This is only material from filter that I would clean under tapwater or simply replace.


----------



## dextersmom (Aug 23, 2011)

thanks for the advice...I'm pretty dead set on having a guppy tank with some sort of shrimp (preferably red cherry).
Interestingly the pH of my tank has risen from 6.0 to 6.5ish. Also tested for carb harness and general hardness and got around 40 (ppm) for my carb hardness and 30 (ppm) for my general hardness (although this was done with the dip stick test and not a good test like I did for my NH, pH, NO2, and NO3)

Tested my tap water as well and found it to be very close to neutral and slightly on the alkaline side. I'm wondering if the recent addition of my yeast produced co2 set up caused the drop in pH from the extra production of carbonic acid.


----------



## farrenator (May 11, 2011)

CO2 will drop the pH as you surmised.
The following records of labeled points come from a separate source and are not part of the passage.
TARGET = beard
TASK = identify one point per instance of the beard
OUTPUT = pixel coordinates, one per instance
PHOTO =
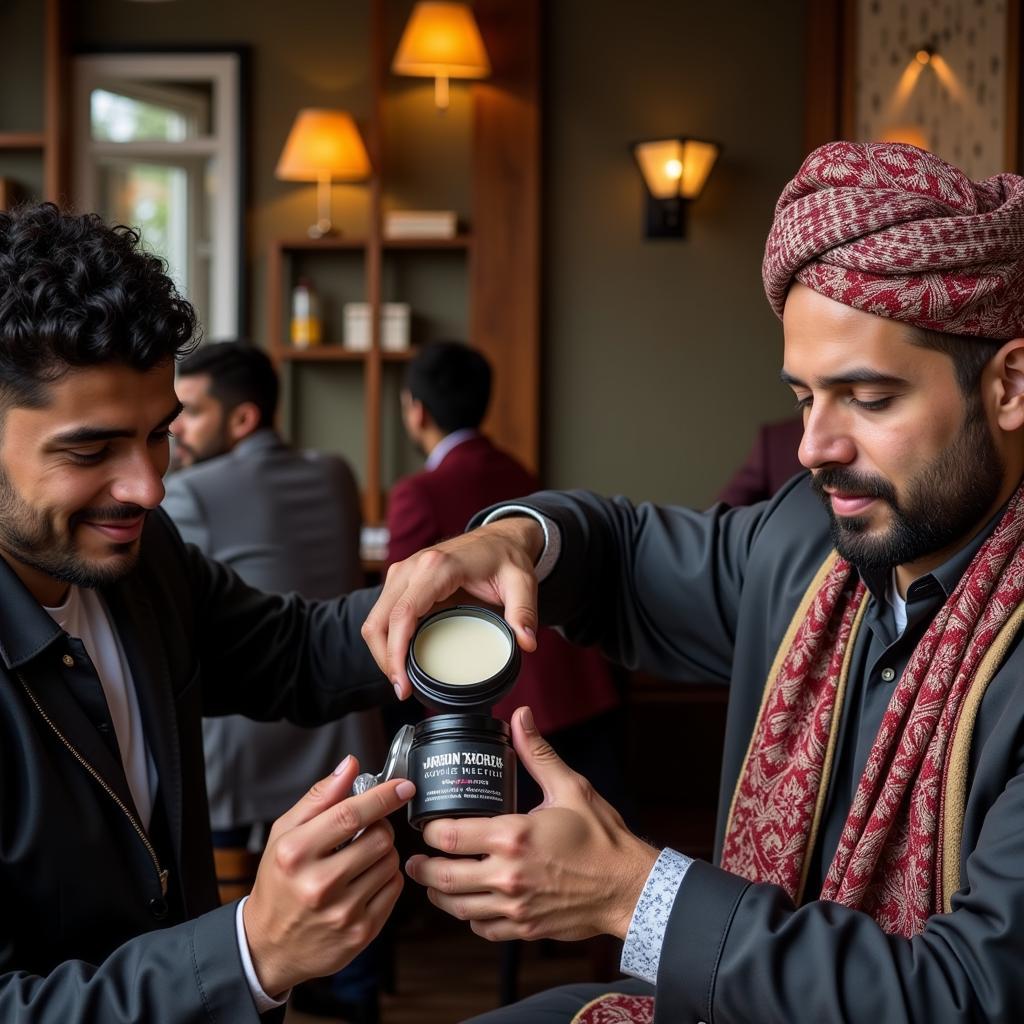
(30, 537)
(944, 503)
To tell if that is the case take some water from the tank and let it sit for a few hours to let the CO2 offgas and test the water. It should test more alkaline.

FYI, once those sword plants get going they are going to outgrow your tank (if they are Amazon swords that is). They can get quite large when healthy and will dominate your 12 gallon. They are also heavy root feeders so unless you have a nutrient rich substrate I would recommend planting some root tabs for them. They are a great looking plant when healthy.


----------



## dextersmom (Aug 23, 2011)

thanks Far...got some sitting right now. Gonna hit the shop and grab some crushed coral on the way home later. 

yes they're amazon swords. gonna hafta watch them and cut em back as needed. I am using a pretty rich substrate (name escapes me right now) but aside from the algae build up on them, they seem to be doing real well.


----------